Graduate student Emily Kuhn has recently been awarded two research fellowships: a 2018 National Science Foundation Graduate Research Fellowship Program fellowship (NSF GRFP) and a 2018 NASA Space Technology Research Fellowship (NSTRSF). Kuhn will choose one of the fellowships to use to undertake research in experimental cosmology as a member of the Newburgh Lab (PI Laura Newburgh).
According to the NSF website, the NSF GRFP ”recruits high-potential, early-career scientists and engineers and supports their graduate research training in science, technology, engineering and mathematics (STEM) fields… [by] providing three years of financial support within a five-year fellowship period”. Kuhn is one of 2,000 awardees this year, who were chosen from more than 12,000 applicants.
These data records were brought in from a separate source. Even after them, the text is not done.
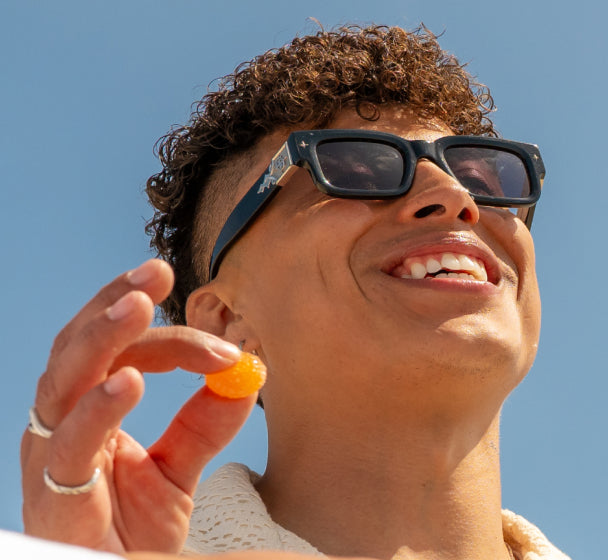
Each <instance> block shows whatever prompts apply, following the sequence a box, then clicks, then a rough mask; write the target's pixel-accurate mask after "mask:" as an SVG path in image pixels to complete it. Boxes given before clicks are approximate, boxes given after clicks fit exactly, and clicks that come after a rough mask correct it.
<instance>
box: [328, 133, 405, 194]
mask: <svg viewBox="0 0 608 560" xmlns="http://www.w3.org/2000/svg"><path fill="white" fill-rule="evenodd" d="M317 156H318V158H319V163H320V164H321V169H322V171H323V175H325V178H326V179H327V180H328V181H329V183H331V185H332V186H333V187H334V188H336V189H338V190H340V189H344V190H358V191H369V192H373V191H396V190H397V188H398V187H399V185H400V184H401V179H402V178H403V171H404V170H403V157H402V156H401V152H399V150H397V149H396V148H394V147H393V146H390V145H389V144H383V143H381V142H364V141H361V140H334V141H329V142H324V143H322V144H319V145H318V146H317Z"/></svg>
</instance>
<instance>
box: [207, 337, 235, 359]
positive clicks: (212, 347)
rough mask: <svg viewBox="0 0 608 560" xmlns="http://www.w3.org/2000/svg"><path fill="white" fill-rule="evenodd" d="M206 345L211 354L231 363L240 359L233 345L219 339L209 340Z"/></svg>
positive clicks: (214, 337) (232, 344) (217, 338)
mask: <svg viewBox="0 0 608 560" xmlns="http://www.w3.org/2000/svg"><path fill="white" fill-rule="evenodd" d="M208 344H209V348H210V349H211V351H212V352H214V353H215V354H217V355H218V356H220V357H222V358H225V359H227V360H230V361H231V362H236V361H238V360H239V359H240V358H241V351H240V350H239V349H238V348H237V347H236V346H235V345H234V344H232V343H230V342H226V341H225V340H222V339H221V338H215V337H213V338H210V339H209V340H208Z"/></svg>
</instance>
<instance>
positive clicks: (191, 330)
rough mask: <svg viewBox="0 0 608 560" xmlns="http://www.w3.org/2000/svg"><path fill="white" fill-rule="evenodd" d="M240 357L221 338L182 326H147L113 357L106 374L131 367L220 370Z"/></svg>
mask: <svg viewBox="0 0 608 560" xmlns="http://www.w3.org/2000/svg"><path fill="white" fill-rule="evenodd" d="M240 356H241V351H240V350H239V349H238V348H237V347H236V346H234V345H233V344H231V343H230V342H226V341H225V340H222V339H221V338H219V337H217V336H214V335H212V334H209V333H205V332H203V331H200V330H198V329H194V328H192V327H185V326H172V327H156V328H153V329H148V330H147V331H146V332H145V333H144V334H143V335H142V336H140V337H139V338H138V339H137V340H136V341H135V342H134V343H133V344H131V345H130V346H129V347H128V348H126V349H125V350H124V351H123V352H122V353H121V354H120V355H119V356H117V358H116V359H115V360H114V363H113V364H112V367H111V368H110V373H112V372H114V371H118V370H119V369H120V368H122V367H124V366H132V367H134V368H137V369H138V370H139V371H142V372H147V373H161V372H167V371H172V370H174V369H176V368H181V369H185V370H187V371H191V372H194V373H208V372H213V371H216V370H219V369H224V368H226V367H228V366H230V365H232V364H233V363H234V362H236V361H237V360H238V359H239V358H240Z"/></svg>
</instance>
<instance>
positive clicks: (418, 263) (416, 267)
mask: <svg viewBox="0 0 608 560" xmlns="http://www.w3.org/2000/svg"><path fill="white" fill-rule="evenodd" d="M426 270H427V269H426V266H424V265H423V264H422V263H412V268H411V271H412V278H416V279H417V280H419V279H420V278H424V277H425V276H426Z"/></svg>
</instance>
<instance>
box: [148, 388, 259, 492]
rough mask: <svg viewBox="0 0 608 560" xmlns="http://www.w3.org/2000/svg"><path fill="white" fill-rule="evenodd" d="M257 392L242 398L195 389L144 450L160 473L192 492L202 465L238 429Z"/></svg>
mask: <svg viewBox="0 0 608 560" xmlns="http://www.w3.org/2000/svg"><path fill="white" fill-rule="evenodd" d="M256 399H257V393H255V394H253V395H249V396H248V397H245V398H242V399H228V398H224V397H220V396H219V395H216V394H215V393H213V392H212V391H211V390H209V389H208V388H207V387H203V388H202V389H200V390H199V391H197V392H196V393H195V394H194V395H193V396H192V397H191V398H190V399H189V400H188V401H187V402H186V404H185V405H184V406H183V407H182V408H181V410H180V411H179V412H178V413H177V415H176V416H175V418H174V419H173V420H172V422H171V424H170V425H169V427H168V428H167V430H166V431H165V433H164V434H163V435H162V436H161V437H160V439H159V440H158V441H157V442H156V443H154V444H153V445H152V446H151V447H150V448H149V449H148V452H149V454H150V457H151V458H152V459H153V460H154V461H155V462H156V464H157V465H158V467H159V469H160V470H161V471H162V472H163V474H164V475H165V476H166V477H167V478H168V479H169V480H171V481H172V482H173V484H175V485H176V486H178V487H179V488H181V489H182V490H183V491H184V492H187V493H188V494H190V495H192V494H193V493H194V490H195V488H196V485H197V483H198V480H199V478H200V475H201V472H202V470H203V468H204V467H205V466H206V465H207V463H208V462H209V461H210V460H211V459H213V457H215V456H216V455H217V454H218V453H219V452H220V451H221V450H222V449H223V448H224V447H226V445H228V443H229V442H230V441H231V440H232V438H233V437H234V436H235V435H236V434H237V432H238V431H239V430H240V429H241V427H242V426H243V424H244V423H245V421H246V420H247V418H248V417H249V414H250V413H251V410H252V409H253V407H254V406H255V403H256Z"/></svg>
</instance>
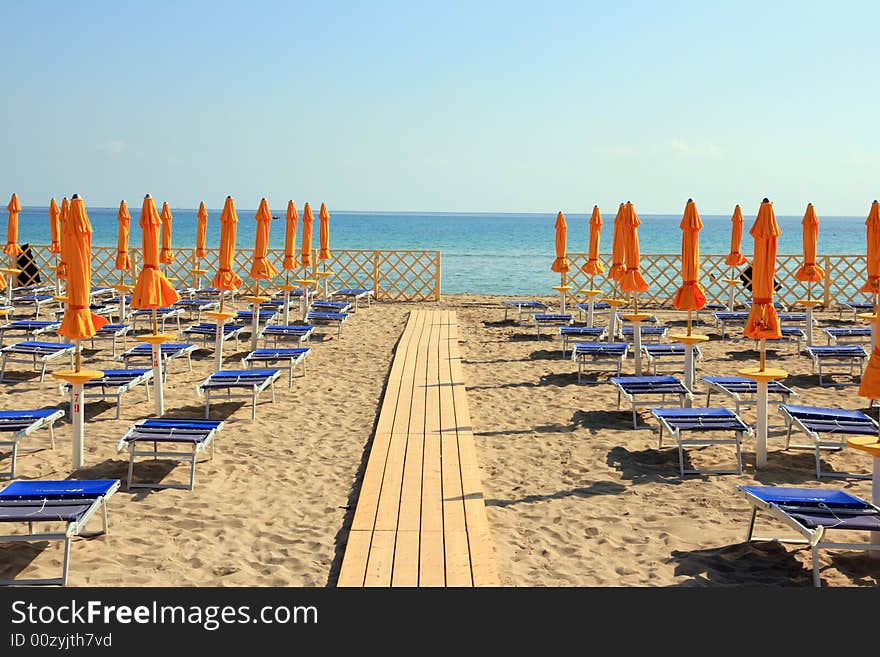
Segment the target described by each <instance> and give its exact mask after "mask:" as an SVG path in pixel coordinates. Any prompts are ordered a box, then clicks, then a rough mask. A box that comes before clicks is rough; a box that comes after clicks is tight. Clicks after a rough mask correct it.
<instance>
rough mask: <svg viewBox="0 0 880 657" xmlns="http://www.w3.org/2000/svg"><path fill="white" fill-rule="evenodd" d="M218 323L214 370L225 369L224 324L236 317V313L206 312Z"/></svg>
mask: <svg viewBox="0 0 880 657" xmlns="http://www.w3.org/2000/svg"><path fill="white" fill-rule="evenodd" d="M205 314H206V315H207V316H208V317H210V318H211V319H213V320H214V322H216V324H217V337H216V338H215V339H214V371H215V372H219V371H220V370H222V369H223V325H224V324H225V323H226V322H228V321H229V320H230V319H232V318H233V317H235V313H227V312H222V313H221V312H209V313H205Z"/></svg>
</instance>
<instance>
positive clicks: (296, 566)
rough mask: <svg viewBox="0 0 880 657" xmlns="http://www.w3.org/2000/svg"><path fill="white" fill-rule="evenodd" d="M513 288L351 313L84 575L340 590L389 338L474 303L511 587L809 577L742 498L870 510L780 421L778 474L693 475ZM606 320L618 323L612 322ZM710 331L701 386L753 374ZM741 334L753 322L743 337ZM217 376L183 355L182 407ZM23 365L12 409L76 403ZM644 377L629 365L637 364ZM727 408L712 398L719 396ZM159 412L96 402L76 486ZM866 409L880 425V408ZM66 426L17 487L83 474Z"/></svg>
mask: <svg viewBox="0 0 880 657" xmlns="http://www.w3.org/2000/svg"><path fill="white" fill-rule="evenodd" d="M503 298H504V297H494V296H484V295H447V296H444V298H443V300H442V301H441V302H440V303H423V304H414V303H388V302H379V303H375V304H374V305H373V306H372V307H371V308H363V309H362V310H361V311H359V312H358V313H357V314H356V315H354V316H352V317H351V318H350V320H349V321H348V323H347V324H346V325H345V328H344V329H343V334H342V338H341V339H337V337H336V334H335V330H329V331H326V333H325V336H326V338H325V339H324V340H321V339H320V338H316V339H314V340H313V342H312V344H311V346H312V347H313V351H312V354H311V356H310V358H309V359H308V371H307V374H306V376H305V377H302V376H297V377H296V378H295V380H294V386H293V389H292V390H291V389H288V388H287V384H286V378H285V376H282V379H280V380H279V383H278V387H277V401H276V402H275V403H274V404H272V403H269V395H268V394H266V395H264V396H263V397H261V399H260V403H259V404H258V407H257V419H256V421H254V422H252V421H251V420H250V407H249V402H248V403H244V402H235V403H228V404H220V405H217V406H216V409H215V410H212V417H215V418H217V417H222V418H226V419H227V420H228V421H227V423H226V427H225V428H224V430H223V431H222V433H220V435H219V436H218V438H217V443H216V447H217V453H216V456H215V458H214V459H213V460H211V461H204V462H200V463H199V464H198V466H197V469H196V487H195V490H194V491H192V492H189V491H180V490H160V491H147V490H135V491H132V492H128V491H126V490H124V483H123V489H122V490H120V491H119V492H118V493H117V494H116V495H115V496H114V497H113V499H112V500H111V502H110V527H111V533H110V534H109V535H107V536H104V537H98V538H94V539H75V540H74V541H73V545H72V548H71V566H70V580H69V583H70V584H71V585H79V586H333V585H335V582H336V578H337V577H338V573H339V566H340V563H341V560H342V554H343V552H344V549H345V541H346V538H347V529H348V526H349V524H350V522H351V517H352V513H353V509H354V505H355V503H356V500H357V494H358V486H359V483H360V478H361V477H362V475H363V469H364V466H365V464H366V459H367V456H368V453H369V447H370V441H371V438H372V430H373V426H374V423H375V421H376V418H377V415H378V409H379V405H380V401H381V398H382V393H383V387H384V383H385V377H386V375H387V373H388V369H389V367H390V363H391V360H392V357H393V349H394V345H395V344H396V341H397V339H398V337H399V336H400V333H401V331H402V330H403V326H404V324H405V322H406V317H407V314H408V312H409V311H410V310H411V309H413V308H421V307H429V308H435V307H442V308H448V309H454V310H456V311H457V312H458V321H459V326H460V341H461V352H462V358H463V364H464V374H465V379H466V381H467V389H468V396H469V401H470V405H471V414H472V416H473V422H474V431H475V440H476V447H477V458H478V460H479V463H480V468H481V471H482V477H483V488H484V494H485V498H486V505H487V511H488V516H489V522H490V527H491V531H492V537H493V540H494V543H495V548H496V556H497V561H498V569H499V572H500V575H501V578H502V583H503V584H504V585H507V586H718V585H744V584H745V585H754V584H759V585H771V586H791V585H794V586H811V584H812V580H811V571H810V554H809V551H808V550H805V549H803V548H800V549H795V547H793V546H789V547H782V546H780V545H778V544H768V543H765V544H755V545H747V544H745V543H744V542H743V541H744V538H745V535H746V531H747V527H748V520H749V511H750V508H751V507H750V506H749V505H748V504H747V503H746V502H745V500H744V498H743V497H742V496H741V494H739V493H737V491H736V486H737V485H740V484H781V485H798V486H801V485H803V486H819V487H822V488H837V487H840V488H843V489H845V490H847V491H849V492H851V493H854V494H856V495H859V496H861V497H863V498H866V499H870V494H871V483H870V481H865V480H853V479H824V478H823V480H822V481H821V482H819V481H818V480H817V479H816V475H815V471H814V460H813V452H812V451H811V450H789V451H783V449H782V448H783V446H784V436H783V434H782V431H781V429H780V428H773V429H771V437H770V441H769V463H768V467H766V468H762V469H760V470H757V471H756V469H755V464H754V463H755V462H754V446H753V442H752V441H751V440H750V439H747V440H746V441H745V443H744V448H743V461H744V473H743V474H742V475H688V476H686V477H685V478H684V479H682V478H680V477H679V476H678V452H677V450H676V448H675V447H674V446H673V445H672V444H671V443H669V442H667V443H666V444H665V446H664V447H663V448H662V449H658V447H657V431H656V421H655V420H653V418H652V417H651V416H650V414H649V413H648V412H647V411H642V412H641V413H640V420H641V422H642V423H643V424H645V423H647V425H649V426H645V427H640V428H638V429H633V428H632V418H631V412H630V408H629V407H628V406H624V407H622V408H621V409H620V410H617V408H616V392H615V389H614V388H613V386H611V385H608V384H601V385H596V384H583V385H578V383H577V375H576V366H575V364H574V363H573V362H572V361H571V360H569V359H563V358H562V357H561V351H560V346H561V345H560V342H559V340H558V338H555V337H554V338H551V337H550V332H549V331H545V334H544V337H542V338H541V339H540V340H539V339H538V338H537V336H536V333H535V329H534V327H532V326H528V325H517V324H516V323H515V322H513V321H507V322H504V321H502V319H503V315H504V310H503V308H502V306H501V300H502V299H503ZM545 300H547V301H552V298H550V297H548V298H546V299H545ZM656 314H657V315H658V317H659V318H660V319H661V321H666V322H667V323H668V324H669V323H673V324H675V323H677V325H678V326H682V325H683V323H684V314H683V313H676V312H674V311H656ZM816 316H817V318H818V319H819V320H820V321H821V322H822V324H823V325H831V324H838V323H840V322H838V319H837V317H838V316H837V312H836V311H832V312H824V311H823V312H819V313H817V315H816ZM601 317H602V321H605V318H606V317H607V316H606V315H602V316H601ZM705 317H706V318H708V317H709V316H708V314H707V315H705ZM843 323H846V322H845V321H844V322H843ZM696 329H697V330H698V331H699V332H704V333H707V334H708V335H709V336H710V337H712V338H713V339H712V340H711V341H710V342H708V343H706V344H705V345H703V346H702V347H701V349H702V352H703V355H704V359H703V361H701V362H700V363H698V377H699V376H702V375H705V374H718V375H724V374H728V375H734V374H735V373H736V370H738V369H740V368H742V367H747V366H751V365H757V359H758V356H757V352H756V351H755V350H754V342H753V341H749V340H741V339H737V340H730V339H728V340H726V341H721V340H720V339H717V338H718V337H719V335H718V331H717V329H715V328H714V327H713V326H700V325H698V326H697V327H696ZM732 334H733V335H734V336H738V335H739V334H740V331H739V330H738V329H736V328H734V329H733V330H732ZM815 335H816V341H817V344H824V343H825V341H824V336H822V334H821V332H820V331H819V330H817V331H816V333H815ZM8 341H10V339H9V338H7V342H8ZM129 344H131V341H130V343H129ZM96 347H99V349H97V350H94V351H93V350H90V349H86V350H85V352H84V355H85V356H86V358H87V360H86V364H87V365H88V366H89V367H92V366H95V367H98V368H100V367H121V364H119V363H114V362H113V361H112V359H111V358H110V356H109V354H110V351H109V345H108V343H105V342H101V343H96ZM248 350H249V343H248V342H247V338H244V339H243V341H242V342H241V343H240V344H239V345H238V347H235V346H234V345H230V344H227V347H226V354H227V358H226V361H225V363H226V366H227V367H236V366H238V365H237V361H239V360H240V358H241V357H242V356H243V355H244V354H245V353H247V351H248ZM768 353H769V356H768V358H769V362H770V364H772V365H773V366H779V367H783V368H784V369H786V370H787V371H788V372H790V374H791V376H790V377H789V379H788V380H786V381H785V383H786V385H789V386H790V387H792V388H794V389H795V390H796V391H798V392H799V393H801V395H802V396H801V398H800V399H798V400H795V403H803V404H808V405H817V406H822V405H824V406H833V407H842V408H850V409H866V408H867V407H868V403H867V400H865V399H862V398H860V397H858V396H857V395H856V390H857V389H856V387H852V386H849V387H828V388H819V387H818V385H817V377H816V375H815V374H811V371H810V361H809V359H808V358H806V357H803V356H802V357H797V356H796V355H795V354H794V345H793V343H781V344H780V345H779V346H778V347H777V348H774V347H771V348H770V350H769V352H768ZM212 365H213V355H212V350H203V351H199V352H197V354H196V357H195V358H194V361H193V372H189V371H188V370H187V367H186V364H185V363H182V362H180V361H179V360H176V361H173V362H172V364H171V367H170V372H169V376H168V387H167V392H166V406H167V409H168V413H167V414H168V415H169V416H171V417H192V418H201V417H203V416H204V404H203V402H202V400H201V399H200V398H199V397H198V396H197V394H196V386H197V385H198V383H199V382H201V381H202V380H204V379H205V377H206V376H207V375H208V373H209V372H210V371H212ZM62 367H63V365H53V366H51V367H50V369H51V370H57V369H61V368H62ZM24 370H25V368H24V366H21V365H14V366H11V367H10V372H9V374H8V375H9V376H10V377H18V378H20V379H21V382H19V383H15V384H9V383H6V384H3V385H2V386H0V408H3V409H13V408H19V409H21V408H44V407H56V406H57V407H60V408H64V409H65V410H68V409H69V404H67V403H66V401H65V399H64V398H62V397H61V396H60V395H59V393H58V388H57V385H56V382H55V380H54V379H52V378H51V377H50V376H48V375H47V377H46V381H45V382H43V383H40V382H39V381H38V379H37V377H36V375H34V374H32V373H30V372H25V371H24ZM632 372H633V361H632V359H629V360H627V362H626V365H625V367H624V371H623V373H624V374H631V373H632ZM285 375H286V373H285ZM607 376H608V373H607V372H604V371H603V372H602V373H600V374H598V375H597V376H596V377H594V378H598V380H599V381H606V380H607ZM836 380H840V381H847V380H849V378H848V377H846V376H842V377H837V378H836ZM725 401H726V400H725V399H724V398H723V397H714V398H713V402H712V403H713V405H715V406H718V405H724V404H725ZM704 402H705V389H704V388H703V387H702V386H698V387H697V394H696V403H695V405H697V406H699V405H704ZM153 411H154V404H153V403H152V402H149V403H148V402H147V401H146V399H145V396H144V393H143V391H142V390H139V391H136V392H133V393H130V394H129V395H128V396H127V397H126V398H125V401H124V403H123V407H122V418H121V419H120V420H116V419H115V406H114V405H112V404H110V403H103V402H90V403H89V404H88V405H87V407H86V412H87V422H86V454H85V459H86V468H85V469H84V470H82V471H80V472H79V473H77V477H79V478H119V479H122V480H123V482H124V480H125V476H126V469H127V462H128V458H127V453H117V452H116V449H115V446H116V443H117V442H118V440H119V438H120V437H121V436H122V434H123V433H124V432H125V430H126V429H127V428H128V427H129V426H130V425H131V424H132V423H133V422H134V421H136V420H138V419H140V418H143V417H147V416H149V415H151V414H152V413H153ZM870 412H871V414H872V415H873V416H875V417H876V410H872V411H870ZM744 417H745V419H746V421H749V422H751V421H753V419H754V414H753V411H752V410H751V409H748V410H745V411H744ZM770 418H771V424H778V423H779V422H780V416H779V415H778V413H777V412H776V411H775V410H774V409H772V408H771V416H770ZM56 433H57V448H56V449H55V450H54V451H52V450H49V449H41V450H39V451H37V452H34V453H27V454H22V455H20V457H19V463H18V476H19V478H22V479H33V478H62V479H63V478H66V477H68V476H69V474H70V426H69V425H68V424H67V422H66V420H65V421H64V422H63V423H61V424H60V425H59V427H58V430H57V432H56ZM801 438H802V437H801ZM44 445H45V446H46V447H48V435H47V434H46V432H42V431H41V432H39V433H37V434H35V435H33V436H31V437H29V438H28V439H26V440H25V441H24V443H23V446H24V447H33V446H40V447H42V446H44ZM824 456H825V458H824V463H825V467H826V468H827V469H829V470H837V471H850V472H852V471H856V472H864V473H868V472H870V458H869V456H868V455H866V454H864V453H862V452H857V451H854V450H851V449H845V450H842V451H840V452H835V453H827V454H825V455H824ZM688 459H689V460H690V462H691V464H692V465H698V466H699V467H704V468H713V467H729V466H730V464H732V463H733V462H734V451H733V447H732V446H729V445H724V446H712V447H707V448H703V449H699V450H695V449H692V450H689V452H688ZM6 465H8V458H4V459H3V460H2V461H0V467H5V466H6ZM136 473H137V474H138V475H140V476H143V477H151V478H156V477H159V476H164V477H166V478H167V479H168V480H175V481H183V480H184V478H185V476H186V469H185V466H179V467H178V468H177V469H175V470H174V471H172V472H169V471H168V467H167V466H166V465H165V464H164V463H163V462H161V461H160V462H159V463H157V464H149V463H146V464H144V465H140V466H138V467H137V468H136ZM768 526H770V527H772V525H768V524H763V525H761V527H762V528H767V527H768ZM774 528H775V529H776V531H777V535H779V534H778V531H779V528H778V527H774ZM759 531H761V530H759ZM766 533H767V532H766V531H764V534H765V535H766ZM790 534H791V532H790V531H789V532H788V535H790ZM856 540H862V539H861V537H856ZM821 560H822V565H823V571H822V577H823V583H824V584H827V585H830V586H876V585H877V584H878V582H880V577H878V572H880V570H878V568H877V564H878V563H880V562H878V561H875V560H873V559H870V558H869V557H867V556H866V554H865V553H864V552H860V551H850V552H838V553H834V552H827V551H825V552H823V553H822V554H821ZM60 564H61V550H60V547H59V544H58V543H53V544H52V545H51V546H49V547H48V548H46V546H45V545H38V546H37V547H36V548H34V547H28V546H25V545H21V544H0V577H9V576H13V575H14V576H17V577H39V576H54V575H55V574H56V573H57V572H58V570H59V569H60Z"/></svg>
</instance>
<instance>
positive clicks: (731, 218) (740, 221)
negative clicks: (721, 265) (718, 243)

The NSTRSF website explains, “the goal of NSTRF is to sponsor U.S. citizen and permanent resident graduate students who show significant potential to contribute to NASA’s goal of creating innovative new space technologies for our Nation’s science, exploration and economic future. NASA Space Technology Fellows will perform innovative, space technology research at their respective campuses and at NASA Centers and/or at nonprofit U.S. Research and Development (R&D) laboratories. Awards are made in the form of training grants to accredited U.S. universities on behalf of individuals pursuing master’s or doctoral degrees, with the faculty advisor serving as the principal investigator.”